27 And beginning with Moses and all the Prophets, he explained to them what was said in all the Scriptures concerning himself.

Luke 24:27 NIV

When we tell the story, we should clearly point to Jesus even though we may not use his name or explicitly draw people to a chapter and verse found in red letters. We are the people of the story and Jesus is the story. He is a beautiful story, a mysterious story, an amazing story, a never-ending story, and to many people he is the greatest story never told. As we gaze into this revelation of Jesus throughout 2020, I pray that our imagination is opened and our vocabulary expanded to reveal Jesus in new ways to others. We must tell the story, but being direct is not really the way of the Master. He told it in way to opened people up, differently, slant. We should, as Peterson encourages us to do, “Tell It Slant.”

Readers and Keepers

In verse three John conveys that the Angel who speaks to him says those who read and keep the words of this revelation will be blessed. Who doesn’t want to be blessed? We all want to be blessed. If we want to be blessed we not only need to read this book of the Bible, one of the least read by Christians due to the confusion over its meaning and purpose, but we should “keep it.” What does that mean? We should live it and honor it with our lives. How many people can you say have lived and honored the book of Revelation? If this was so important, why are we missing it? We saw in the book of Acts how Gentiles and Jews missed the Messiah because they either did not believe in him at all or believed things about him that were misguided or misunderstood. Folks, the same is true of our problem with seeing Jesus in Revelation. We are not looking for him as he is revealed he but as we think he will be or should be. Stay focused throughout the year as we dive deep into reading and learning how to “keep” the words of this book. 

Frank Viola and Leonard Sweet wrote a strongly prophetic book in 2010, which they were writing for the moment but I find rings even more true in 2020, titled “Jesus Manifesto.” The message of the book is how much the world around us needs Jesus, but also how much the church needs Jesus. We have become centered on so much that pertains to Jesus, but left Jesus out or on the sidelines. Jesus question to his disciples is relevant for us today. “Who do you say  I am?” (John 16:15 NIV). Who we say He is turns out to be the most important question in the world, for all time and at any time. We need to focus our attention on knowing the answer and revealing it with our lives. That is the purpose of our study and the purpose of the book we know as “Revelation.”

As I close this thought today, I want to echo the voice of Beth Moore in her book “Believing God.” I think the greatest trouble we have in seeing Jesus Christ, trusting him, and living fully in him is that we just don’t really believe him fully. If we did we would worship and pray differently.

We would confidently praise him more and with more passion as Pastor Becky often encourages us to do.
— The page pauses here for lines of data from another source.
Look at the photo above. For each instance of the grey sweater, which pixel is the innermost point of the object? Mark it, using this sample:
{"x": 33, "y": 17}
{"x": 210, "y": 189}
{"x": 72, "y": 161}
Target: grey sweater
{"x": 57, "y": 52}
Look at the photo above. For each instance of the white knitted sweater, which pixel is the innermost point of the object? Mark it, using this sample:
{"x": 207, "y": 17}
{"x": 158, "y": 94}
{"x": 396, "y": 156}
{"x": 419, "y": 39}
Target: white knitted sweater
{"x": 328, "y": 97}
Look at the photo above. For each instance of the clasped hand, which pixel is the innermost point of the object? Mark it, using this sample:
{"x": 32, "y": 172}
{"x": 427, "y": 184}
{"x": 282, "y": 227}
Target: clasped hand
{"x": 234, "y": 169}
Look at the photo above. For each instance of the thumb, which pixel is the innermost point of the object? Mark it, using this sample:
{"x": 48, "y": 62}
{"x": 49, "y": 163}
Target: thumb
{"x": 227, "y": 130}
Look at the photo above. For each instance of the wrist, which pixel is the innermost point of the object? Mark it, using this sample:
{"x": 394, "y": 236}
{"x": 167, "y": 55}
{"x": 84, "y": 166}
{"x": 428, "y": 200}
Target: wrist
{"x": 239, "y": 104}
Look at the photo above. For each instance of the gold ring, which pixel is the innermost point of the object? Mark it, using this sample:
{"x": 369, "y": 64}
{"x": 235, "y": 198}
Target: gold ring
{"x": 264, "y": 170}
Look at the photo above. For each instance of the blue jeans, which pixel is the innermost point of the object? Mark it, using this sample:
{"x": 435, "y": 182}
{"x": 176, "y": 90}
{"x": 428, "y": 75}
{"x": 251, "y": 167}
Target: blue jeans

We would gladly lay ourselves and all our concerns at his feet as Eric Gilmore encourages us to do in his time at Jesus 19 and in his video about a word for 2020. I pray we get a greater and more full Revelation of Jesus the Messiah!

Father, open our eyes, hearts, and minds. As you open us within, open our mouths to share it with others. Open us out to those who need this revelation, just like we do. Holy Spirit, shows us the deep things of God and the vision of Jesus as he is seen through eternal eyes. Jesus, make yourself known in and through us. Let us pray!